# zombie movies



## kimmy (Jan 19, 2009)

sooo, my dvd collection is comprised mainly of horror flicks, but i've seen them all about seventy six times each. i need new movies, but i have all the ones i've ever really, really liked. i want more zombie movies. 
	

	
	
		
		

		
			





 any suggestions? or, any horror film suggestions for that matter?


----------



## Willa (Jan 19, 2009)

They are not technically zombies, but they are demons...
In the movies Demons 1 to 3
I looooooooovee these movies, seen them about 20 times since my teenages

I really liked 28 weeks later also


----------



## spectrolite (Jan 19, 2009)

Get some classic Romero in your collection 
	

	
	
		
		

		
		
	


	




 His latest stuff is lame. Diary of the Dead, Land of the Dead.. don't waste your time with those unless you like torturing yourself.

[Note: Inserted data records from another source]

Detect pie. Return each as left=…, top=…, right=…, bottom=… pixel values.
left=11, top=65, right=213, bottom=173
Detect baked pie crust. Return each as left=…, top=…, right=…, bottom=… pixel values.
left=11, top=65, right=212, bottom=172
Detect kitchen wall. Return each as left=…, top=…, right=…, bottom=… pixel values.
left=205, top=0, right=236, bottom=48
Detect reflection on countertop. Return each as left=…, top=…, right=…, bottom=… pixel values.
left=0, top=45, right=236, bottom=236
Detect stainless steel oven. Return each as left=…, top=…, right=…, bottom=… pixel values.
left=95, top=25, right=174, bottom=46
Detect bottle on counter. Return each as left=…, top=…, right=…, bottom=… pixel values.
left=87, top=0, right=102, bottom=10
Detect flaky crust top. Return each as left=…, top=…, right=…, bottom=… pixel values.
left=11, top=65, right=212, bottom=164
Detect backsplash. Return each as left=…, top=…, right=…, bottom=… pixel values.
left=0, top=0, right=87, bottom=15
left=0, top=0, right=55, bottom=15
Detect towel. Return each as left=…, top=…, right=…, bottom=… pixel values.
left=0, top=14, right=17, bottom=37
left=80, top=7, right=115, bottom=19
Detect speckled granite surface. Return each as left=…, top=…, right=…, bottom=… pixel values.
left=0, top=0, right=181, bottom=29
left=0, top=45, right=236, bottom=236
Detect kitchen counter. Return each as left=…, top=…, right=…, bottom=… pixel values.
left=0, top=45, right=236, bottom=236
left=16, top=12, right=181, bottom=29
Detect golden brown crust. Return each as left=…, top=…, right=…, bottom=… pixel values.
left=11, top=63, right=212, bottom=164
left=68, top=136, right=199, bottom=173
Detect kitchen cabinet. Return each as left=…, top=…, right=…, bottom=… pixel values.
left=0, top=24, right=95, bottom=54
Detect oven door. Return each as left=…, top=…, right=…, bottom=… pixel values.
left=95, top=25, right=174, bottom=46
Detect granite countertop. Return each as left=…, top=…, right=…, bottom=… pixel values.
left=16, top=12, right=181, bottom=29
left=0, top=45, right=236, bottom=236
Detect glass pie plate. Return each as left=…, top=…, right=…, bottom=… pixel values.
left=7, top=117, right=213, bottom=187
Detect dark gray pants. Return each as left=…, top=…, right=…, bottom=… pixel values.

Night of the Living Dead - 1968 version
Dawn of the Dead - 1978 + 2004 versions.
Dagon
The Hills Have Eyes - 2006
28 Days Later
Fright Night - not really that scary but a great movie
The Descent


----------



## stronqerx (Jan 19, 2009)

my fave horror movie is the evil dead, dunno if you've seen it before its from the 70s i believe. I burned all 3 of them into dvds, and watched them all in one day lol. The first one is my favorite


----------



## Dizzy (Jan 19, 2009)

Anything Romero. 
28 Days Later
28 Weeks Later
30 Days of Night (Vampire movie, but same creepiness)
The Mist
The People Under the Stairs
Se7en
The Howling
Zombie (English language version of Zombi 2)

I've seen every one of these.  They're all awesome movies.


----------



## .Ice (Jan 19, 2009)

30 Days of Night (not a zombie flick but worth the watch)
Dawn of the Dead.. 2004 version is awesome.
Silent Hill
Pet Sematary
Quarantine

that's all I can think of right now


----------



## Willa (Jan 20, 2009)

The movie [REC] freaked the hell out of me!!!


----------



## trip75 (Jan 20, 2009)

Shaun of the Dead
The Resident Evil trilogy
Doom (not really zombies but it's still good)
I also agree with 28 Days later and 28 Weeks later.


----------



## Simply Elegant (Jan 20, 2009)

Not a zombie movie, but Psycho, the original one though. It's more creepy and disturbing than anything else, but so good.


----------



## yodagirl (Jan 20, 2009)

Your DVD collection sounds exactly like mine lol....If it doesn't have blood and gore involved, then I'm probably not watching it


----------



## bis (Jan 21, 2009)

In additional to what people said: The Cottage. Never laughed so much in a horror movie.
And did anyone see Dead Set? Zombies find the Big Brother container.
Generally I am not even into those movies. After watching The Cottage I had to look at Sonic Chic swatches for hours


----------



## DOLLface (Jan 23, 2009)

I'm so happy to have found this topic!

If you're looking for classic zombies you can't go wrong with Romero films (the Dawn of the Dead remake is quite good, too)

Lucio Fulci's Zombie (aka Zombi 2; in Italy it was marketed as a Dawn of the Dead sequel)

Evil Dead (if you love ridiculous gore and wonderfully cheap effects)

If you haven't already seen them: The Exorcist, Rosemary's Baby, Psycho, The Birds, An American Werewolf in London, The Hills Have Eyes (original), and classic slasher and monster films.

One of my favorites is Wes Craven's Last House on the Left, but some find it to be quite brutal (the remake is being released March 13th).

Dario Argento and Mario Bava films are good if you're interested in Italian horror.

I'm excited that [REC], Quarantine, and The Cottage were mentioned because they're all in my Netflix queue.


----------



## stronqerx (Jan 30, 2009)

^^ nothing is better than old horror movies, nothing. lol


----------



## Simply Elegant (Jan 30, 2009)

I second Rosemary's Baby. I totally forgot about that one.


----------



## DOLLface (Jan 31, 2009)

Rosemary's Baby is amazing. 

A friend of mine recently asked me about it and now she wants to see it so bad. It's also one of the few horror films my mom will actually watch if I have it on.

There were plans to remake it, but it got cancelled a few weeks ago (The Birds and Fright Night remakes were cancelled around the same time).


----------